As many as 6 million votes went uncounted in the 2000 presidential election because of deficiencies in ballots, equipment and voter registration records, a study released Monday showed.
"They found the problem more serious than we imagined . . . with perhaps 3 million to 6 million voters disenfranchised by the complications and uncertainties inherent in present technology," Caltech President David Baltimore said. "The voting process has simply not been taken seriously as a central element of the democratic process."
Nonetheless, researchers at Caltech and the Massachusetts Institute of Technology said that, by the time the 2004 presidential election comes around, reforms to the nation's creaky voting system could pare by one-half the number of "lost votes"--instances in which a person was not able to vote or their ballot was not counted.
Those reforms would include eliminating punch-card balloting, the installation at polling places across the nation of machines that scan paper ballots, and equipping poll workers with comprehensive voter lists.
"We want every American's vote to count in our elections," MIT President Charles Vest said during a news conference staged simultaneously in Pasadena and Cambridge, Mass. The study was financed with $250,000 from the Carnegie Corp.
Researchers found that optical scanning machines are the most reliable method of counting votes, particularly when used at the precinct level. Along with eliminating punch cards and their now infamous chads, lever-operated machines also should be replaced, the report said.
Researchers warned, however, that technology is not a panacea to vote-counting problems.
The brain trust of 10 political scientists, electronic engineers and computer scientists found that some electronic voting machines, such as those that use buttons, were more prone to error than optical scanners. It also said that touch-screen voting remains "unproven" and that Internet voting is far from secure. Internet voting, the authors said, is a decade away because of the potential for fraud and hackers.
Researchers estimate that 1.5 million of the 2 million presidential ballots that were unmarked, spoiled or ambiguous in November were the result of faulty equipment. Researchers base that estimate on studies of equipment failure rates.
Using answers to census survey questions from people who did vote, researchers estimated that 1.5 million to 3 million more people were disenfranchised because of "registration problems."
Census data also led the researchers to estimate that 500,000 to 1.2 million potential votes never were cast because of problems at the polling stations, such as lines, operating hours and inconvenient locations.
"The lower numbers are conservative estimates," Caltech associate professor of political science R. Michael Alvarez said. "Even those numbers are a lot more than we've considered in the past."
Many of the voter registration problems stem from inadequate election information for poll workers and the absence of provisional ballots in some states, the 92-page report said.
A provisional ballot is one cast by a voter when poll workers cannot verify eligibility. Such ballots aren't counted until it is verified that the person is an eligible voter and did not vote elsewhere. The report said that provisional votes should be legal nationwide. Alvarez said that, unlike California, 19 states currently don't allow provisional ballots.
Poll workers, the study concluded, need to be equipped with paper lists or, preferably, laptop computers with complete county or state registration lists. Such lists, plus provisional ballots, could allow 2 million more votes to be cast, the study estimated.

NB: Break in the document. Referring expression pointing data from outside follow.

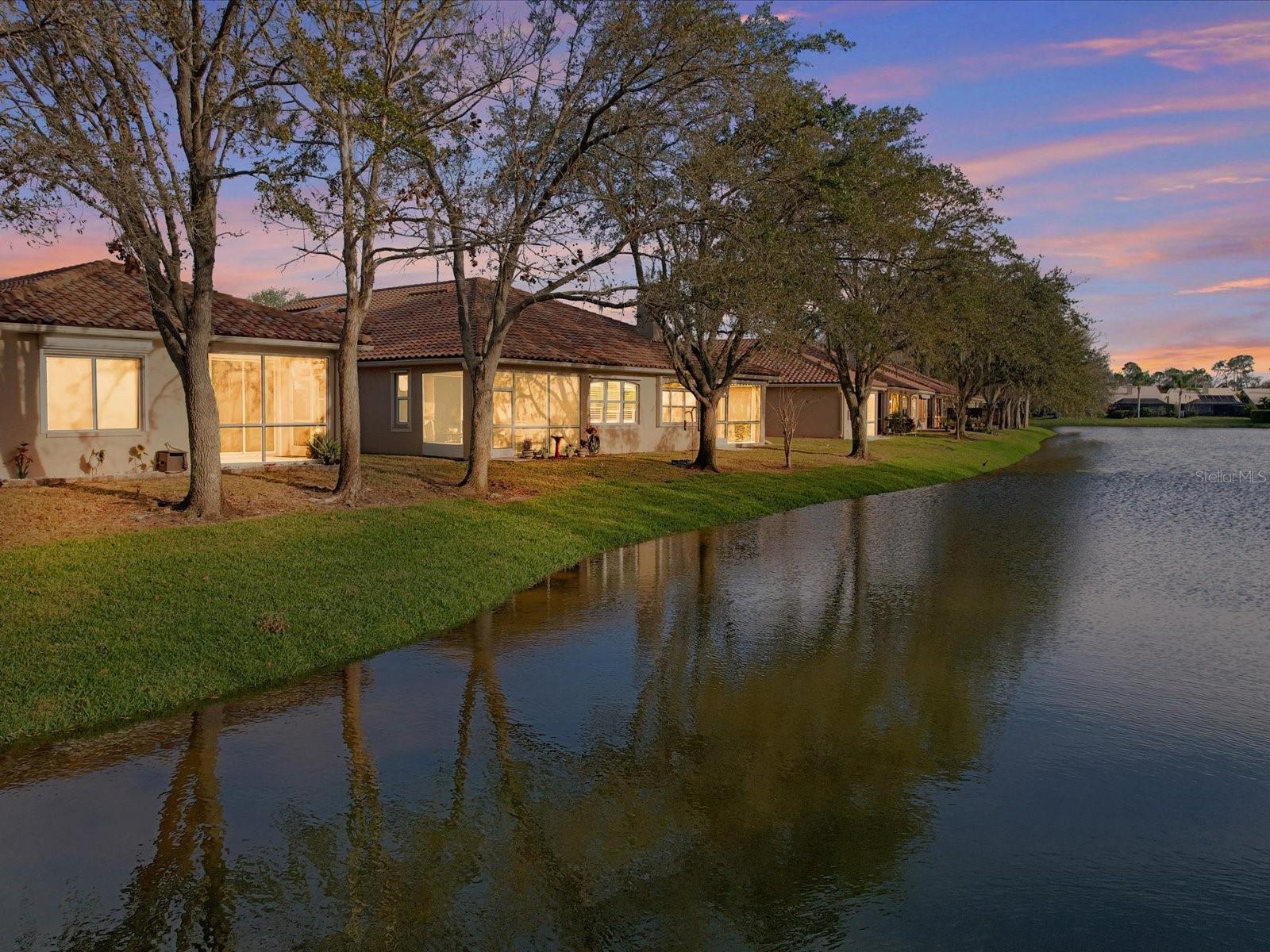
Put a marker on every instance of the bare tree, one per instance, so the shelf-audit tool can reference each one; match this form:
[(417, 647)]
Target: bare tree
[(276, 298), (717, 222), (789, 409), (514, 188), (364, 88), (892, 220), (133, 111)]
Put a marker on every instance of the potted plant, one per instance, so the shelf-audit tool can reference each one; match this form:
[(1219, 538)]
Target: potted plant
[(22, 461)]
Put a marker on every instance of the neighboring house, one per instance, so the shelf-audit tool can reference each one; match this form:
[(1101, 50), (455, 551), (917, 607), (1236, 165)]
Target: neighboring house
[(562, 370), (83, 370), (1255, 395), (1124, 399), (1213, 401), (812, 378)]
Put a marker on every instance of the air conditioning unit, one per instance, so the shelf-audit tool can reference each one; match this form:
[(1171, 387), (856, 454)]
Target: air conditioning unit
[(171, 461)]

"When I voted in the recent school board election, a neighbor of mine was turned away because he wasn't listed for that polling place," Alvarez said. "He was sent to a school to vote where there weren't ballot boxes. That wouldn't happen if every polling station had the entire registration list."

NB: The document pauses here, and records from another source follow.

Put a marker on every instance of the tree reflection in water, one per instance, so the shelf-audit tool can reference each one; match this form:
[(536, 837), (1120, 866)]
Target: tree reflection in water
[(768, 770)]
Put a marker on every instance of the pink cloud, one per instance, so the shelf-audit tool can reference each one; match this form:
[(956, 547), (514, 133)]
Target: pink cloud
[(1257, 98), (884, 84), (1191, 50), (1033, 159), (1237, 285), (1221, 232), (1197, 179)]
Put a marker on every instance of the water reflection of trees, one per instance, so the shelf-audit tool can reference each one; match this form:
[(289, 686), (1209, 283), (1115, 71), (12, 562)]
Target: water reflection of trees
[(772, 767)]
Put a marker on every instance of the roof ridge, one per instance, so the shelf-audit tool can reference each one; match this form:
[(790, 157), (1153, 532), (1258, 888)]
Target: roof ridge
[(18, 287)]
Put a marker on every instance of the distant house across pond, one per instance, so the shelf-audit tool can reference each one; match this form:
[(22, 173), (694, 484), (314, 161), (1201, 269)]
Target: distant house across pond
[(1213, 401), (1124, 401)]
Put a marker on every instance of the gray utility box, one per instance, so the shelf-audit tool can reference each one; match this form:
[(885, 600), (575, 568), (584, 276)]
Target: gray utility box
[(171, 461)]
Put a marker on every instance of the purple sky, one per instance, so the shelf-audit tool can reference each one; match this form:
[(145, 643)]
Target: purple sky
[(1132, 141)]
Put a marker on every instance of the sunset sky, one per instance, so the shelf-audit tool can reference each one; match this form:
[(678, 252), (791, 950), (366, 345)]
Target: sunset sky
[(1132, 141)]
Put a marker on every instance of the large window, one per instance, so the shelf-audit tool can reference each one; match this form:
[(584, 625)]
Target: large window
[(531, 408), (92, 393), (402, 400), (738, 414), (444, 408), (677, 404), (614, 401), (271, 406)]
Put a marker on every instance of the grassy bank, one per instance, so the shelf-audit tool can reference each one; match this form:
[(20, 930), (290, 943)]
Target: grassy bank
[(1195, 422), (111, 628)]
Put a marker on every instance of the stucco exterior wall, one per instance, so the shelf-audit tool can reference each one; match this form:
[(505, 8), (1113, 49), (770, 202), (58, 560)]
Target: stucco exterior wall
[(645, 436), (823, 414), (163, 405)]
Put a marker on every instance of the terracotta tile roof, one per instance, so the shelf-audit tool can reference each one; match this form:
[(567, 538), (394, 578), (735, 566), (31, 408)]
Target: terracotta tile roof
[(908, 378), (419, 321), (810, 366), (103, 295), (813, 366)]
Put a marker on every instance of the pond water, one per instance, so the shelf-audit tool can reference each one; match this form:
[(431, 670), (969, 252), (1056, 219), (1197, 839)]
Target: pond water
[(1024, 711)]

The reforms, the study said, would come at a price: about $400 million, with half of that going for new equipment. "We think the price of these reforms is a small price to pay for insurance against a reprise of November 2000," said Thomas Palfrey, a Caltech economics and political science professor.
While saying they want to increase voting, the study's authors suggest that absentee voting should be replaced by early voting, which would allow people to cast ballots days or weeks before an election.

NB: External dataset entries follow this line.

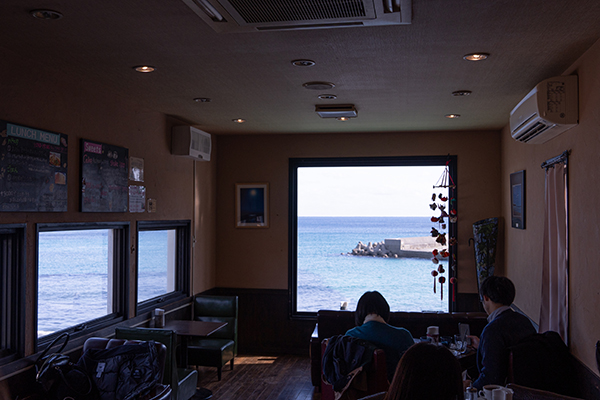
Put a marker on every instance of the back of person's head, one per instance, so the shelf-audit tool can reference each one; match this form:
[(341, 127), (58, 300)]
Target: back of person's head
[(427, 372), (499, 289), (371, 303)]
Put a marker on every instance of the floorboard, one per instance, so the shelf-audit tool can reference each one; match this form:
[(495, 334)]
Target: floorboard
[(284, 377)]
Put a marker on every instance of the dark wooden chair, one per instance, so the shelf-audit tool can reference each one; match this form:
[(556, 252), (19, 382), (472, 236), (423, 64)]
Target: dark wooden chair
[(182, 380), (374, 375), (221, 346)]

"Absentee ballots are fundamentally not secret ballots," said Charles Stewart, an MIT political science professor. Researchers concede that any such move would face opposition from voters, politicians and the two major political parties.
The electoral system also needs a long-term overhaul, the study said. Researchers said that all 3,066 counties nationwide cannot afford the overhaul and would need federal grants to make the improvements.
A research program also is needed to test new voting equipment and develop improved ballot designs, they said.
Researchers had a proposal for double-checking that a ballot is properly cast. They said that, after voters are identified at polling places, they would be handed an electronic card or an electronic recording device. which the study called a FROG.
The voter would insert the FROG device in one machine and make their ballot selections. Then the voter would insert the FROG recorder in another machine and cast their actual ballot. During the news conference, a researcher produced a toy frog from his pocket to explain the concept.
Caltech's Palfrey, however, said that whatever evolves at the ballot box, there are limitations. "It's true a lot of these errors are due to human interface with the technology." In other words: human error.